Tuning Large Multimodal Models for Videos using Reinforcement Learning from AI Feedback

2402.03746

Published 6/18/2024 by Daechul Ahn, Yura Choi, Youngjae Yu, Dongyeop Kang, Jonghyun Choi

🏅

Abstract

Recent advancements in large language models have influenced the development of video large multimodal models (VLMMs). The previous approaches for VLMMs involved Supervised Fine-Tuning (SFT) with instruction-tuned datasets, integrating LLM with visual encoders, and adding additional learnable modules. Video and text multimodal alignment remains challenging, primarily due to the deficient volume and quality of multimodal instruction-tune data compared to text-only data. We present a novel alignment strategy that employs multimodal AI system to oversee itself called Reinforcement Learning from AI Feedback (RLAIF), providing self-preference feedback to refine itself and facilitating the alignment of video and text modalities. In specific, we propose context-aware reward modeling by providing detailed video descriptions as context during the generation of preference feedback in order to enrich the understanding of video content. Demonstrating enhanced performance across diverse video benchmarks, our multimodal RLAIF approach, VLM-RLAIF, outperforms existing approaches, including the SFT model. We commit to open-sourcing our code, models, and datasets to foster further research in this area.

Create account to get full access

Overview

Recent advancements in large language models have influenced the development of video large multimodal models (VLMMs).
Previous approaches for VLMMs involved Supervised Fine-Tuning with instruction-tuned datasets, integrating LLM with visual encoders, and adding additional learnable modules.
Video and text multimodal alignment remains challenging, primarily due to the deficient volume and quality of multimodal instruction-tune data compared to text-only data.
The paper presents a novel alignment strategy called Reinforcement Learning from AI Feedback (RLAIF), where a multimodal AI system oversees itself to refine and align video and text modalities.

Plain English Explanation

Large language models (LLMs) have made significant advancements in processing and generating text. Researchers have now started exploring ways to combine LLMs with visual information, creating video large multimodal models (VLMMs). Previous attempts to develop VLMMs involved fine-tuning the models on specialized datasets or adding additional components to integrate visual and textual information.

However, aligning video and text data has proven to be a challenging task, as there is often a lack of high-quality multimodal training data compared to text-only data. To address this, the researchers propose a novel approach called Reinforcement Learning from AI Feedback (RLAIF). In this method, the VLMM system provides feedback to itself, allowing it to learn and refine its understanding of the relationship between video and text.
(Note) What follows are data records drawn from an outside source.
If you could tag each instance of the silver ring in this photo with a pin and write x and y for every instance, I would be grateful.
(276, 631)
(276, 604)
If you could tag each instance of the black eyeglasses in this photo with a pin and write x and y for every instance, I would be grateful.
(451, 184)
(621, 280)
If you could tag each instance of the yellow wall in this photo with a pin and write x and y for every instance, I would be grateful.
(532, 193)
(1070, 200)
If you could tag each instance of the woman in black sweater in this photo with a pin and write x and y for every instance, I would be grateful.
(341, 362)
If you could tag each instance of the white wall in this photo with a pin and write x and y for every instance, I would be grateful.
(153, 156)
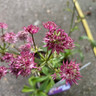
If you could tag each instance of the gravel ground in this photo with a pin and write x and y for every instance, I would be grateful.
(19, 13)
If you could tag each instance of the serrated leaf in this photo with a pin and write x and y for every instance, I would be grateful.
(27, 89)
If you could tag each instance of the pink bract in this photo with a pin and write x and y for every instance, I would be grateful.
(10, 37)
(23, 64)
(3, 25)
(22, 35)
(50, 25)
(3, 71)
(32, 29)
(58, 41)
(25, 47)
(70, 72)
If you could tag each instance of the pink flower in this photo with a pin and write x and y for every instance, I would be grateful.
(8, 57)
(54, 76)
(58, 41)
(32, 29)
(10, 37)
(23, 64)
(50, 25)
(25, 47)
(3, 71)
(22, 35)
(29, 40)
(3, 25)
(70, 72)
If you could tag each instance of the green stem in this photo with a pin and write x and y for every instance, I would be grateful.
(73, 13)
(33, 41)
(49, 56)
(2, 32)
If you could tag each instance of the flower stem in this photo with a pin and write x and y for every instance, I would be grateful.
(73, 13)
(49, 56)
(33, 41)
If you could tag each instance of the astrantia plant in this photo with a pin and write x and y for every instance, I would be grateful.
(46, 64)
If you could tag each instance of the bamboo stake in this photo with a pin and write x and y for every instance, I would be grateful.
(85, 24)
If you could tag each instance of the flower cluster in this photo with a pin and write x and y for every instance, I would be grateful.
(70, 72)
(8, 57)
(10, 37)
(22, 64)
(25, 47)
(24, 61)
(3, 71)
(22, 35)
(32, 29)
(57, 40)
(51, 26)
(3, 25)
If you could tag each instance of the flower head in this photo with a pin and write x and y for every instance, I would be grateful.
(32, 29)
(23, 64)
(29, 40)
(25, 47)
(10, 37)
(58, 41)
(3, 71)
(70, 72)
(22, 35)
(50, 25)
(3, 25)
(8, 57)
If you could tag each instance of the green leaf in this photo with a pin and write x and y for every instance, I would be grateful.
(27, 89)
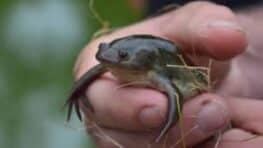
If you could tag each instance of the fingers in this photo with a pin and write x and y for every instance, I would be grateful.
(203, 117)
(236, 138)
(247, 114)
(201, 27)
(141, 109)
(127, 108)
By using detailed video descriptions as context during the feedback process, the system can better comprehend the video content and improve the alignment between the two modalities.

The researchers demonstrate that their VLM-RLAIF approach outperforms existing methods, including the traditional fine-tuning approach, on a variety of video benchmarks. This suggests that the RLAIF technique is a promising way to address the challenges of aligning video and text data, which could lead to more advanced multimodal AI systems capable of understanding and interacting with both visual and textual information.

Technical Explanation

The paper presents a novel approach called Reinforcement Learning from AI Feedback (RLAIF) to address the challenge of aligning video and text modalities in large multimodal models (VLMMs). Previous approaches, such as Supervised Fine-Tuning (SFT) with instruction-tuned datasets and integrating LLMs with visual encoders, have struggled to effectively leverage the limited multimodal data available compared to text-only data.
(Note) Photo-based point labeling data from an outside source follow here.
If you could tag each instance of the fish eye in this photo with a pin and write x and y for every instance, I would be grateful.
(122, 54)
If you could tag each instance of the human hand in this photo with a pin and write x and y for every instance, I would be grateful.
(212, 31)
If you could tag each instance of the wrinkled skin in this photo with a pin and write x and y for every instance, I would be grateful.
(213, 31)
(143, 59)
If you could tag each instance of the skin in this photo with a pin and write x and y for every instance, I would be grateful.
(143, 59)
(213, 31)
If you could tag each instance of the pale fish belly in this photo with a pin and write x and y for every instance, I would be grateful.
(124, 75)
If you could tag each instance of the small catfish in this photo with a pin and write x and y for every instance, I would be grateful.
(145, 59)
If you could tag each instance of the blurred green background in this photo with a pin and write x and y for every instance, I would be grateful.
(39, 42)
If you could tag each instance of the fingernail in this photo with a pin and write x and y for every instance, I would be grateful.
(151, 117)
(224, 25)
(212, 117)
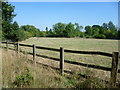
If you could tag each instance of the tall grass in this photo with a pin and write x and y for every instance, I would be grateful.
(14, 66)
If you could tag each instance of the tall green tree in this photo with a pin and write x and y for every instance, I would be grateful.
(59, 29)
(88, 31)
(69, 30)
(7, 18)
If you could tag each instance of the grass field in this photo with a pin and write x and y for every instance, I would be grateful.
(15, 66)
(103, 45)
(68, 43)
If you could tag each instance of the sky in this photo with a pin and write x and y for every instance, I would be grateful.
(46, 14)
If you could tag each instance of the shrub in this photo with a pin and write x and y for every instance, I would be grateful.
(23, 80)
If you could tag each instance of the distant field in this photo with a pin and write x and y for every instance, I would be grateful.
(76, 43)
(103, 45)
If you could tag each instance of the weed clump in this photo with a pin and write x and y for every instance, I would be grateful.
(24, 80)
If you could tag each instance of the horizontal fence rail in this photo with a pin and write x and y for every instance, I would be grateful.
(89, 52)
(115, 58)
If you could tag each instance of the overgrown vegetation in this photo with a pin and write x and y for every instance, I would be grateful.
(12, 31)
(19, 72)
(23, 80)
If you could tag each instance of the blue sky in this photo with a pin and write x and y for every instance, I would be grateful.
(45, 14)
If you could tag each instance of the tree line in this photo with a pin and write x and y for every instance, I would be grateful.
(12, 31)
The key idea behind RLAIF is to have the VLMM system provide self-preference feedback to refine and align the video and text modalities. This is achieved by using detailed video descriptions as context to enrich the system's understanding of the video content during the feedback generation process. The authors call their RLAIF-based VLMM model VLM-RLAIF.

The researchers evaluate VLM-RLAIF on various video benchmarks and demonstrate that it outperforms existing approaches, including the SFT model. This suggests that the RLAIF technique is an effective way to address the video-text alignment challenge and can lead to more advanced multimodal AI systems.

Critical Analysis

The paper presents a promising approach to address the video-text alignment challenge in large multimodal models. The RLAIF technique, where the system provides self-preference feedback to refine its understanding of the relationship between video and text, is a novel and interesting idea.

One potential limitation of the research is the reliance on detailed video descriptions as context for the feedback generation. While this approach seems to improve the system's comprehension of video content, it may be challenging to obtain such detailed descriptions at scale, especially for real-world video data. Further investigation into more scalable methods of providing contextual information to the system may be warranted.

Additionally, the paper does not provide a thorough analysis of the limitations or failure cases of the VLM-RLAIF approach. It would be valuable to understand the specific scenarios where the model struggles or produces suboptimal results, as this could inform future improvements and guide the development of more robust multimodal AI systems.

Despite these potential areas for further research, the paper's demonstration of VLM-RLAIF's superior performance on video benchmarks compared to existing approaches is a promising step forward in the field of video-language multimodal modeling. The researchers' commitment to open-sourcing their code, models, and datasets is also commendable, as it will foster further exploration and advancement in this important research area.

Conclusion

The paper presents a novel Reinforcement Learning from AI Feedback (RLAIF) approach to address the video-text alignment challenge in large multimodal models (VLMMs). By having the VLMM system provide self-preference feedback, the researchers demonstrate that their VLM-RLAIF model outperforms existing methods, including Supervised Fine-Tuning (SFT), on various video benchmarks.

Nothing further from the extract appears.